In Botswana un grande passo per i diritti delle persone trans in Africa
Articolo di Carl Collison* pubblicato sul sito del settimanale Mail & Guardian (Sud Africa) il 16 febbraio 2018, liberamente tradotto da Giacomo Tessaro
Thato Moletsi fa una pausa e rimugina sulla mia domanda: ma cosa lo ha convinto, lui uomo transgender, a portare il governo del Botswana in tribunale per cambiare l’indicazione del genere sulla carta d’identità? L’insegnante ventottenne riprende: “Sai, prima ero depresso. Ho tentato il suicidio. Ma alla fine ho capito che, se fossi morto, agli occhi della legge sarei morto da donna, perciò mi sono detto ‘O muori da donna, o vivi e combatti per farti riconoscere come uomo’. E non era assolutamente possibile continuare a vivere senza realizzare questo sogno. Non c’era via di scampo”.
Non è stato facile. Moletsi (non è il suo vero nome) ha fatto causa nel 2011: “Quei sette anni… è stato un cammino duro, molto duro. C’erano dei momenti in cui pensavo ‘E se non ne esco vivo?’. Ma non avevo una risposta, perciò non facevo altro che pensare ‘Questa volta andrà come voglio io’”. Il suo accanito ottimismo lo ha ripagato.
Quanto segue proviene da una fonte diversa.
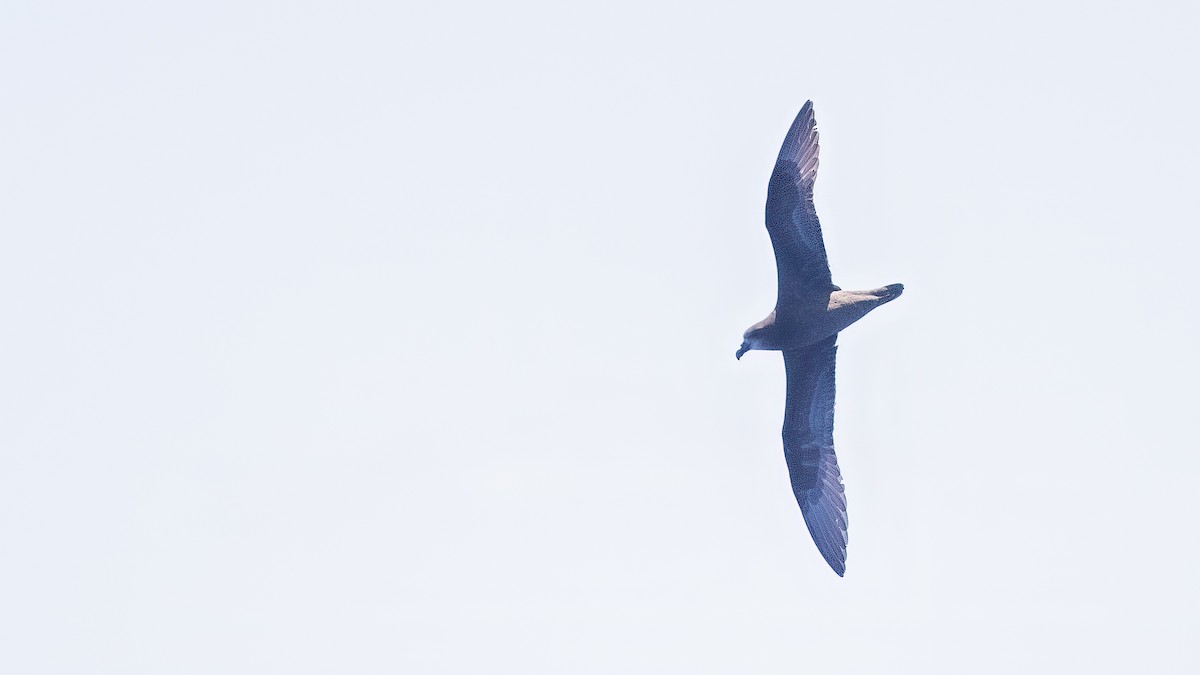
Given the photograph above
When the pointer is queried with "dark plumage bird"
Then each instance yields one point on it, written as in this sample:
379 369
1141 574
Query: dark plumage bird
809 314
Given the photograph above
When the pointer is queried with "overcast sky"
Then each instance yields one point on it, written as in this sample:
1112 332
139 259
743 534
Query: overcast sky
371 338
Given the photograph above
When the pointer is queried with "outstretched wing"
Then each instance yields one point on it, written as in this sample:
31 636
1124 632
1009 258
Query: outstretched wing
792 220
808 447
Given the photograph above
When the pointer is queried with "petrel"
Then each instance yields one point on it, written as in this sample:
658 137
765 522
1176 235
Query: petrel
809 314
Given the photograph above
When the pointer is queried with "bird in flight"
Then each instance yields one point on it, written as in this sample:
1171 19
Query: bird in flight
809 314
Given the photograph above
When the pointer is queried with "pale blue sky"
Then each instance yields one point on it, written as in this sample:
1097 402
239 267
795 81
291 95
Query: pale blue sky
370 338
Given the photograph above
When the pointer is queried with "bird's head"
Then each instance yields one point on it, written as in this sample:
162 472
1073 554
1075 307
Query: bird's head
745 347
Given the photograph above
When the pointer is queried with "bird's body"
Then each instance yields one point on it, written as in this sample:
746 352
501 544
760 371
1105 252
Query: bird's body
809 314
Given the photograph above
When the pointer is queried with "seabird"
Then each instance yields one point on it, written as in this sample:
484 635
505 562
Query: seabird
809 314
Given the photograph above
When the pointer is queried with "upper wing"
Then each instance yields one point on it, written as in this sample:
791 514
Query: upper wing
791 217
808 447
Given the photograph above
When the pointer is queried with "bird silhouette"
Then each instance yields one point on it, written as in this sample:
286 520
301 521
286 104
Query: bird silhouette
809 314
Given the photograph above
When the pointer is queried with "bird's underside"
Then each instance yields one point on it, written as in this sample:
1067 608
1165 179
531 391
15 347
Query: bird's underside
809 314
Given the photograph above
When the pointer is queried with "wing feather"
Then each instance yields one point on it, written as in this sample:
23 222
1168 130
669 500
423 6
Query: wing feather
801 262
808 448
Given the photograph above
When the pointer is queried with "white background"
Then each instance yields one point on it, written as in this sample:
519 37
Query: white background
382 338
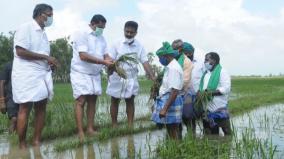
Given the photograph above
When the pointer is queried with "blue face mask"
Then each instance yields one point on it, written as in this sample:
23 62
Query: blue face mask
163 61
208 66
48 22
99 31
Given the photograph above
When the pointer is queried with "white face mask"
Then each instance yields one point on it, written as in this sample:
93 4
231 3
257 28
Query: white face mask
98 31
129 40
48 22
208 66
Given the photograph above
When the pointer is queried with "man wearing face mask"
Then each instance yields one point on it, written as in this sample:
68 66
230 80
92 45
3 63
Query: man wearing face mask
89 56
196 74
119 88
217 82
169 103
184 62
31 72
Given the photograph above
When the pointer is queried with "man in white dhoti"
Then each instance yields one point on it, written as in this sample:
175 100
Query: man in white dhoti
31 73
89 56
119 88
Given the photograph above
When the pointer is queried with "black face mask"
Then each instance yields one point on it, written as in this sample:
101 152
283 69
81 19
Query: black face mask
190 57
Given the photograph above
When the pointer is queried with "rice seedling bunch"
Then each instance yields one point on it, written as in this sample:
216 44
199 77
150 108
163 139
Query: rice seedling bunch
154 91
201 102
117 66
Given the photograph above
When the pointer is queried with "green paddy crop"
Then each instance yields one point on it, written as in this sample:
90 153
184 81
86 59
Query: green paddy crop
249 93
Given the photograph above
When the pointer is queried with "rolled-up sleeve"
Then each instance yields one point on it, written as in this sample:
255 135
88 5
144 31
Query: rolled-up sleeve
112 51
143 56
175 79
22 37
80 41
225 83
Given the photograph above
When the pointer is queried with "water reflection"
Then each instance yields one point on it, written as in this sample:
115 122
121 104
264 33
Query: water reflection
117 150
267 122
85 152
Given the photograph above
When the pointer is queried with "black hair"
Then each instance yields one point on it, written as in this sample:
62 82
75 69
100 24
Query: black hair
41 8
97 18
131 24
214 56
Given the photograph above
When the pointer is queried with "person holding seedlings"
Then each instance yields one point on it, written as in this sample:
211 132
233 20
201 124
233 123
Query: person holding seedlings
31 72
127 87
169 103
189 98
89 56
214 89
7 103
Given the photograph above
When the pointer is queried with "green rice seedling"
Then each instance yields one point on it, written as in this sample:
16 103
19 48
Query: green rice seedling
154 91
127 59
200 104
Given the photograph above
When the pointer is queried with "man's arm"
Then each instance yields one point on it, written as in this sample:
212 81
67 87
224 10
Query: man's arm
2 97
169 102
148 70
91 59
28 55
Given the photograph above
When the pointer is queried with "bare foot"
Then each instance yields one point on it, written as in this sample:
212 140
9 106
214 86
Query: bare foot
114 125
36 143
81 136
23 145
13 125
91 132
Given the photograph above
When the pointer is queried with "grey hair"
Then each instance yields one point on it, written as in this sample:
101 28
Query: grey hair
41 8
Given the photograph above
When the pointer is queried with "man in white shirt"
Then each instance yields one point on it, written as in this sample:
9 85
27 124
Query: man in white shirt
217 82
119 88
31 73
196 74
168 105
89 56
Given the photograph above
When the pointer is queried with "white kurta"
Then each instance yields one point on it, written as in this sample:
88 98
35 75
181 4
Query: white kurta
31 79
125 88
85 77
173 78
196 74
224 87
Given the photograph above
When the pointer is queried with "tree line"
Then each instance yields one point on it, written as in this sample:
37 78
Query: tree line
59 48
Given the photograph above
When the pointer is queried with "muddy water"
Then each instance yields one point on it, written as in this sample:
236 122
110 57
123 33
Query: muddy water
266 122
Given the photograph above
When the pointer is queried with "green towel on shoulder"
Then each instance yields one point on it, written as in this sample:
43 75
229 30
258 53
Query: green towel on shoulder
213 81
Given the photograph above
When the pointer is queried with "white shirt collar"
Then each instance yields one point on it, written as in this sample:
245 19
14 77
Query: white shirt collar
36 26
133 44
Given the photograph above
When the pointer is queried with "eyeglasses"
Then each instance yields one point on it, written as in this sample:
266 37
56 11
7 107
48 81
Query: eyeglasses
48 14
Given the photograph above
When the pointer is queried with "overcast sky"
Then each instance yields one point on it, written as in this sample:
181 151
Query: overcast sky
248 34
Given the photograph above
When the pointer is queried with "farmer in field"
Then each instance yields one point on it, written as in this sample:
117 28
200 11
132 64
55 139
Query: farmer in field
216 82
169 103
31 72
7 103
89 56
196 74
185 51
119 88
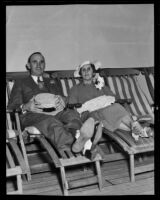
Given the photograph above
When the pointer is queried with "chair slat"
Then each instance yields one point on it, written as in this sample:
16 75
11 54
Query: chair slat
9 157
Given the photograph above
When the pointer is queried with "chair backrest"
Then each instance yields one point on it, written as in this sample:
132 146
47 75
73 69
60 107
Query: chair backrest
122 81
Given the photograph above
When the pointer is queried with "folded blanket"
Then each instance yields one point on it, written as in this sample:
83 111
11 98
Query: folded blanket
96 103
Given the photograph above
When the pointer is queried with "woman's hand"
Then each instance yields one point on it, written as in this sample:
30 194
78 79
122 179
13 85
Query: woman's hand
60 104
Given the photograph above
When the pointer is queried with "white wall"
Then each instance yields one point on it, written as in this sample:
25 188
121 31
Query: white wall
117 35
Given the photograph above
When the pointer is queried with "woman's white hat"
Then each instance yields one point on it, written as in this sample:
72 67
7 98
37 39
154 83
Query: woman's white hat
98 80
97 65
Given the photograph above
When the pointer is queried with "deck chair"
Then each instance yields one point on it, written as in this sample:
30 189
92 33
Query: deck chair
147 76
16 144
13 170
124 83
66 159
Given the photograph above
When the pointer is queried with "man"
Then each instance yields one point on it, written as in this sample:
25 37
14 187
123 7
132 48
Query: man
56 128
Lo scorso settembre l’Alta Corte del Botswana gli ha dato ragione, facendo di lui la prima persona transgender del Paese ad avere modificata la propria carta d’identità. La sentenza, emessa dal giudice Nthomiwa Nthomiwa lo scorso 29 settembre, recita: “Il riconoscimento dell’identità di genere del richiedente sta al centro del suo fondamentale diritto alla dignità. [Lo] Stato ha il dovere di rispettare e tutelare il diritto individuale alla dignità umana, anche quando sostiene punti di vista diversi e opposti riguardo l’identità di genere del richiedente”. La Corte ha fatto notare preoccupata “il continuo stress e disagio vissuti dal richiedente ogni volta che gli viene richiesto di fornire dettagli intimi della sua vita a degli estranei per poter accedere ai servizi di base”. Questo sfocia in “intromissioni e disagi arbitrari e alla violazione della privacy del richiedente, [i quali] potrebbero essere evitati o alleviati dallo Stato, permettendo al richiedente di modificare l’indicazione del genere sui suoi documenti d’identità”.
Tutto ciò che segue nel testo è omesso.